It’s been nearly four months since a Downstate judge shot down the state law designed to fix Illinois’ mounting pension crisis.
Sangamon County Circuit Judge John Belz sided with state employees and retirees in November. He agreed the Illinois constitution’s protection of pension benefits is “absolute and without exception.”
But that was one battle. And Wednesday, state lawyers will try to win the war during oral arguments before the Illinois Supreme Court. They are expected to question whether any contract is “absolute” and ask the justices to preserve a balance between a pension “promise” and the state’s duty to protect the general welfare of its residents.
John D. Colombo, a professor and interim dean of the University of Illinois’ College of Law, said that’s the only argument the state can make. And he said it won’t be successful.
“The state’s going to lose,” Colombo said. “And I don’t predict much.”
Colombo, whose own state pension could ultimately be affected by the case, said “there is no wiggle room” in the Illinois constitution when it comes to pensions. That’s why he said the state has argued in its briefs before the Supreme Court that it may invoke “police powers” in extreme circumstance and move forward with a law that reduces benefits for retirees but also reduces employee contributions. In this case, the extreme circumstance would be the Great Recession.
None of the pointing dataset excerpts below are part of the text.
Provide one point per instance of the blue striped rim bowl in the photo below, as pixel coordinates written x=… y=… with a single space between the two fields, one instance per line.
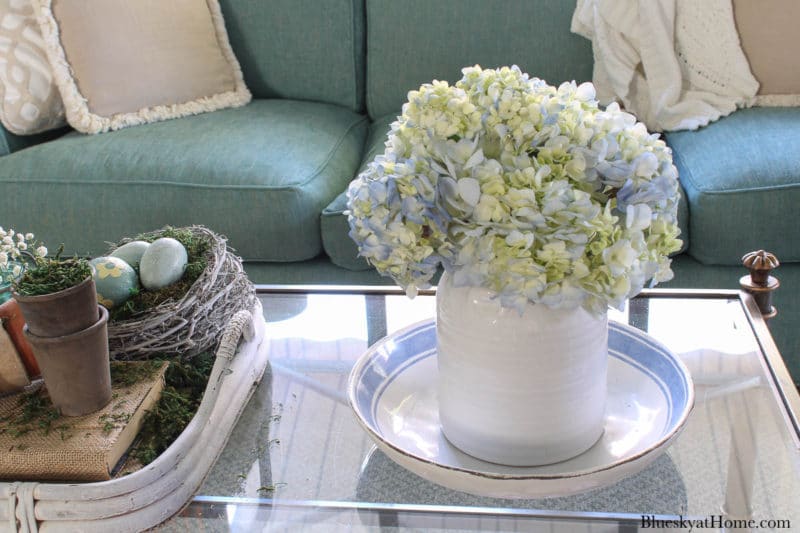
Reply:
x=392 y=390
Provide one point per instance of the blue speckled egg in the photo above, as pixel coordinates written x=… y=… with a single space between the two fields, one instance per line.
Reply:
x=131 y=252
x=114 y=279
x=163 y=263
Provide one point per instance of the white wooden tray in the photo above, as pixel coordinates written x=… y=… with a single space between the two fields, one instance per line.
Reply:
x=146 y=498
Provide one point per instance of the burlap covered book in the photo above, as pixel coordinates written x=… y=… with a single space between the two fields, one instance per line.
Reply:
x=36 y=443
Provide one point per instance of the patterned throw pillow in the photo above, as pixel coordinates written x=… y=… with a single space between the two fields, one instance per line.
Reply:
x=29 y=99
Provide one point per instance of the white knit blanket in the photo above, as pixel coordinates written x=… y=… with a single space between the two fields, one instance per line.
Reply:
x=675 y=64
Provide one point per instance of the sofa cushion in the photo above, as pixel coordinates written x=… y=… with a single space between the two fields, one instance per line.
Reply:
x=338 y=245
x=411 y=42
x=300 y=49
x=742 y=184
x=260 y=174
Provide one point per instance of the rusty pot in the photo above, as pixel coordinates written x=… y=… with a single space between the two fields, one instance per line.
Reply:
x=13 y=322
x=60 y=313
x=75 y=367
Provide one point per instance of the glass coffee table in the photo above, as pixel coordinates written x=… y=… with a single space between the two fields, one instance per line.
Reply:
x=298 y=460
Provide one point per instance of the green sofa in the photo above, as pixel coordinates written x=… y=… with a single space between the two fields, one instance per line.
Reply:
x=328 y=77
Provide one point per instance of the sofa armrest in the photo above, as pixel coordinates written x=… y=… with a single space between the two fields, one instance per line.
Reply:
x=10 y=142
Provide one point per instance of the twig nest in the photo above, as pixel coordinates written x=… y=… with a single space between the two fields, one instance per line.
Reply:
x=194 y=323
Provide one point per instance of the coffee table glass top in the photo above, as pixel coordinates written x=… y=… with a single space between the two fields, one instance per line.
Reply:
x=298 y=457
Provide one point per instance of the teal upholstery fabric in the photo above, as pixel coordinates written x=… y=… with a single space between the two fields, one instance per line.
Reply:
x=10 y=143
x=300 y=49
x=335 y=239
x=259 y=174
x=411 y=42
x=742 y=182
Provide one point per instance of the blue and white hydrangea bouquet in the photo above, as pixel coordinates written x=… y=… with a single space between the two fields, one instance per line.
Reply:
x=531 y=191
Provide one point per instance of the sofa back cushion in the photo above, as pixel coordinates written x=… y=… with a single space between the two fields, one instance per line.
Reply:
x=410 y=42
x=300 y=49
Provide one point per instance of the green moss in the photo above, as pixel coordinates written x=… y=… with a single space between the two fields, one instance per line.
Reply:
x=141 y=301
x=185 y=383
x=125 y=374
x=53 y=275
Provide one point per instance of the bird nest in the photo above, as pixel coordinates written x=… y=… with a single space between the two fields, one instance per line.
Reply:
x=193 y=323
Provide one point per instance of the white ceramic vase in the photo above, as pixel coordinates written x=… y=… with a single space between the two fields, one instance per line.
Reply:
x=519 y=389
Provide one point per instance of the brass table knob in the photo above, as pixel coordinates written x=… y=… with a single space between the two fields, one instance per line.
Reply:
x=759 y=282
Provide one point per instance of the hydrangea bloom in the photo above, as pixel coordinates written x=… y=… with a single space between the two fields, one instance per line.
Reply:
x=532 y=191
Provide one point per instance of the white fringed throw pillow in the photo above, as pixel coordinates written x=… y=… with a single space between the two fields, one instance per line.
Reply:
x=29 y=99
x=120 y=63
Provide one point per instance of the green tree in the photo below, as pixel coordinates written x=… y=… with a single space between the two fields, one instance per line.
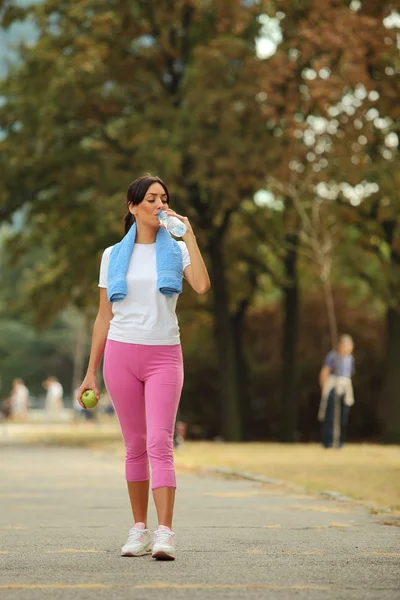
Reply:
x=107 y=93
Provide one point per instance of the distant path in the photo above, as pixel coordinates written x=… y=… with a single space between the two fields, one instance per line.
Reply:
x=64 y=515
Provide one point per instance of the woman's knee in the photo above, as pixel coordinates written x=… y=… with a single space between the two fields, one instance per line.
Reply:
x=160 y=445
x=136 y=448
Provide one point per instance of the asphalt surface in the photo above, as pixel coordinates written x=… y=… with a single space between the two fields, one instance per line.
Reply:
x=64 y=515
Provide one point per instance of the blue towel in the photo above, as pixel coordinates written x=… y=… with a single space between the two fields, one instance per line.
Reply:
x=168 y=259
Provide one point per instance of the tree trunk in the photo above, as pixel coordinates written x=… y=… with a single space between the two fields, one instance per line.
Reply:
x=242 y=371
x=79 y=355
x=289 y=346
x=391 y=405
x=229 y=388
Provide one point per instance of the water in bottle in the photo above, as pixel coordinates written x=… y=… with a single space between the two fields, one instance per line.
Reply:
x=172 y=224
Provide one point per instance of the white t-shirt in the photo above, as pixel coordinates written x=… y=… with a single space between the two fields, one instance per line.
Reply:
x=144 y=316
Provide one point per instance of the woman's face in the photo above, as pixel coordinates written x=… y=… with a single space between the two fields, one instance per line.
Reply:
x=154 y=200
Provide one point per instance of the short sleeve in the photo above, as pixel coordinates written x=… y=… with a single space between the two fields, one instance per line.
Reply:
x=185 y=254
x=103 y=279
x=330 y=360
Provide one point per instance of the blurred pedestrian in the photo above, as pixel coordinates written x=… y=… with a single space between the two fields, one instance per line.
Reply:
x=54 y=403
x=19 y=400
x=337 y=392
x=140 y=281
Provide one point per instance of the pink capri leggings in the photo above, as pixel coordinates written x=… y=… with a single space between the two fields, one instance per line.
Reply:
x=145 y=384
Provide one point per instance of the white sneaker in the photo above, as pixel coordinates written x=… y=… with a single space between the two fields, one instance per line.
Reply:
x=139 y=542
x=164 y=544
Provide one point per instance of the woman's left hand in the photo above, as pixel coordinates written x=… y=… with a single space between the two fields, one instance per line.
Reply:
x=185 y=220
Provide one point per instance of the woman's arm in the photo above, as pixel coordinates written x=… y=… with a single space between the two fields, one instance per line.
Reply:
x=100 y=331
x=196 y=273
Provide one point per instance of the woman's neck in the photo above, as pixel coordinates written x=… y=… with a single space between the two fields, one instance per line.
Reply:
x=145 y=235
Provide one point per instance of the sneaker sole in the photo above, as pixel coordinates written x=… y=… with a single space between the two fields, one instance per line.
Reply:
x=162 y=555
x=144 y=553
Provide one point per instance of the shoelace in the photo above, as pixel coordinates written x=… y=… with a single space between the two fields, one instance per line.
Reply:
x=163 y=536
x=135 y=535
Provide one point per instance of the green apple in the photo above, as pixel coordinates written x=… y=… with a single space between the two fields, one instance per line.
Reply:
x=89 y=399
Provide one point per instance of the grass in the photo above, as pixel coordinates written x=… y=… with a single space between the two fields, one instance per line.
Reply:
x=365 y=472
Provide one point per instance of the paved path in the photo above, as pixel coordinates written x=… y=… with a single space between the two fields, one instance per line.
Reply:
x=64 y=515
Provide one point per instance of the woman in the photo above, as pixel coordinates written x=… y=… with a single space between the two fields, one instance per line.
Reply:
x=337 y=392
x=137 y=328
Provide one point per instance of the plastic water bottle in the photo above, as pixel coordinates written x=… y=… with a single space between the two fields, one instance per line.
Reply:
x=171 y=223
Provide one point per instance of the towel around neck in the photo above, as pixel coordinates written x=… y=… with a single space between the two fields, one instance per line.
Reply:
x=168 y=260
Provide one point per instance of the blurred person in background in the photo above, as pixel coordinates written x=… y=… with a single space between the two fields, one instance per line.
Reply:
x=337 y=392
x=19 y=401
x=54 y=397
x=137 y=329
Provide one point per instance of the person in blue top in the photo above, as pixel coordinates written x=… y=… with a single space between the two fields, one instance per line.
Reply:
x=337 y=392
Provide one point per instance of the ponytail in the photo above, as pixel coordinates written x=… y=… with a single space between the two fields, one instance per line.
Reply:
x=129 y=220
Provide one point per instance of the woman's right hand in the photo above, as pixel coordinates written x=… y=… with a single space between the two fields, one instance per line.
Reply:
x=89 y=383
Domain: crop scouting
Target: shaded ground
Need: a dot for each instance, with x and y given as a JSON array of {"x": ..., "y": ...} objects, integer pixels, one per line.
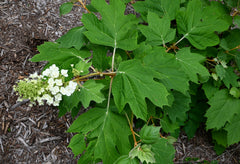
[{"x": 37, "y": 135}]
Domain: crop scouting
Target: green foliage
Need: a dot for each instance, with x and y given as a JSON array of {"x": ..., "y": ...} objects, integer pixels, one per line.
[
  {"x": 159, "y": 7},
  {"x": 222, "y": 110},
  {"x": 143, "y": 152},
  {"x": 198, "y": 23},
  {"x": 158, "y": 31},
  {"x": 114, "y": 29},
  {"x": 175, "y": 66},
  {"x": 190, "y": 64},
  {"x": 74, "y": 38},
  {"x": 130, "y": 86},
  {"x": 66, "y": 8}
]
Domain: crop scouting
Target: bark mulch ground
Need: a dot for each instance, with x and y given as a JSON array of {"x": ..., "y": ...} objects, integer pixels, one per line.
[{"x": 36, "y": 134}]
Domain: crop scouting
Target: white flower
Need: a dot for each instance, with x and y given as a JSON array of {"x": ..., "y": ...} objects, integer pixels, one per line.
[
  {"x": 35, "y": 75},
  {"x": 72, "y": 85},
  {"x": 41, "y": 91},
  {"x": 56, "y": 103},
  {"x": 58, "y": 82},
  {"x": 54, "y": 74},
  {"x": 64, "y": 72},
  {"x": 46, "y": 72},
  {"x": 58, "y": 97},
  {"x": 40, "y": 100},
  {"x": 51, "y": 82},
  {"x": 48, "y": 98},
  {"x": 54, "y": 71},
  {"x": 54, "y": 90},
  {"x": 63, "y": 91},
  {"x": 69, "y": 91}
]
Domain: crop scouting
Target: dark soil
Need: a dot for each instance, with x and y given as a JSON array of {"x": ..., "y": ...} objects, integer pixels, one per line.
[{"x": 36, "y": 134}]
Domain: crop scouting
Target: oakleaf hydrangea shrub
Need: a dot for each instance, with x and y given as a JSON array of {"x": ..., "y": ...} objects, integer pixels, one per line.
[
  {"x": 50, "y": 86},
  {"x": 174, "y": 67}
]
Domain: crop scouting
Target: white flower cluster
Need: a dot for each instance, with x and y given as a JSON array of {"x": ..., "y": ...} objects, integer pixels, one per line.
[{"x": 50, "y": 87}]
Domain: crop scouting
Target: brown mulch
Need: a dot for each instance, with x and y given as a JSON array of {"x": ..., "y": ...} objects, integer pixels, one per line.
[{"x": 36, "y": 134}]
But Steven Schwinn, an associate professor at The John Marshall Law School, agreed that contract rights aren’t well-protected under the Illinois constitution, and the magnitude of the state’s pension crisis is the “elephant in the room.”
“It’s got to be on everybody’s mind,” Schwinn said.
The employees and retirees trying to block the law argue this is exactly the kind of move the constitution’s framers had in mind when they wrote in the constitution that membership in any Illinois pension system “shall be an enforceable contractual relationship, the benefits of which shall not be diminished or impaired.”
The overhaul at issue was approved by lawmakers and former Democratic Gov. Pat Quinn in 2013. Years of underfunding have put the state’s pension systems roughly $111 billion short of what they need to cover benefits promised to employees and retirees.
Republican Gov. Bruce Rauner, who took office in January, has a pension reform plan of his own that he pitched to lawmakers during his budget address in February. However, critics say it could suffer from the same constitutional questions as the law before the Supreme Court.
Chicago-Kent College of Law professors Katharine Baker and Adrian Walters and DePaul University College of Law assistant professor Wendy Epstein wrote a brief supporting the state’s argument that “absolute, strict performance of a contract according to its terms is not always required.”
And five constitutional law professors wrote in a separate brief that the finding that the constitution “absolutely guarantees” benefits to every Illinois public pensioner “is contrary to fundamental constitutional legal principles.”
But Colombo said “there is no credible argument” that enough of an emergency exists today for the state to invoke its police powers. Rather, he said Illinois’ pension crisis is “just a matter of political choices” needed to fund pensions — including whether to cut other programs or raise taxes.
“The Legislature doesn’t want to take the political heat necessary to make that kind of choice,” Colombo said. “This is not an emergency at all.”